Re: [PATCH v4 1/4] jbd2: make sure dirty flag is cleared while revorking a buffer which belongs to older transaction

"Theodore Y. Ts'o" <tytso@xxxxxxx> · Sun, 10 Feb 2019 23:24:33 -0500

On Wed, Jan 30, 2019 at 02:49:37PM +0800, zhangyi (F) wrote:
> Now, we capture a data corruption problem on ext4 while we're truncating
> an extent index block.
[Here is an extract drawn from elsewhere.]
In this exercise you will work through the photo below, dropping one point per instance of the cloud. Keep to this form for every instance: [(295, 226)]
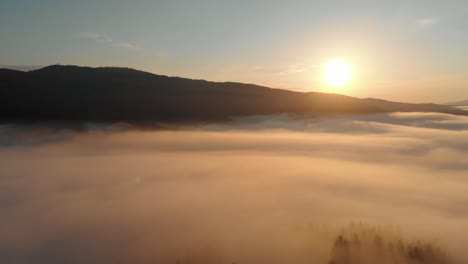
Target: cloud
[(263, 189), (427, 21), (125, 45), (293, 69), (100, 38), (103, 38)]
Imaging that if we are revoking a buffer which
> has been journaled by the committing transaction, the buffer's jbddirty
> flag will not be cleared in jbd2_journal_forget(), so the commit code
> will set the buffer dirty flag again after refile the buffer.
> 
> fsx                               kjournald2
>                                   jbd2_journal_commit_transaction
> jbd2_journal_revoke                commit phase 1~5...
>  jbd2_journal_forget
>    belongs to older transaction    commit phase 6
>    jbddirty not clear               __jbd2_journal_refile_buffer
>                                      __jbd2_journal_unfile_buffer
>                                       test_clear_buffer_jbddirty
>                                        mark_buffer_dirty
> 
> Finally, if the freed extent index block was allocated again as data
> block by some other files, it may corrupt the file data after writing
> cached pages later, such as during unmount time. (In general,
> clean_bdev_aliases() related helpers should be invoked after
> re-allocation to prevent the above corruption, but unfortunately we
> missed it when zeroout the head of extra extent blocks in
> ext4_ext_handle_unwritten_extents()).
> 
> This patch mark buffer as freed and set j_next_transaction to the new
> transaction when it already belongs to the committing transaction in
> jbd2_journal_forget(), so that commit code knows it should clear dirty
> bits when it is done with the buffer.
> 
> This problem can be reproduced by xfstests generic/455 easily with
> seeds (3246 3247 3248 3249).
> 
> Signed-off-by: zhangyi (F) <yi.zhang@xxxxxxxxxx>
> Reviewed-by: Jan Kara <jack@xxxxxxx>
> Cc: stable@xxxxxxxxxxxxxxx

Thanks, applied.

By the way, I wasn't able to easily reproduce the problem using the
given seeds.  Out of curiosity, what sort test system were you using?
(e.g., how many CPU's, how much memory, what kind of storage device,
etc.)

				- Ted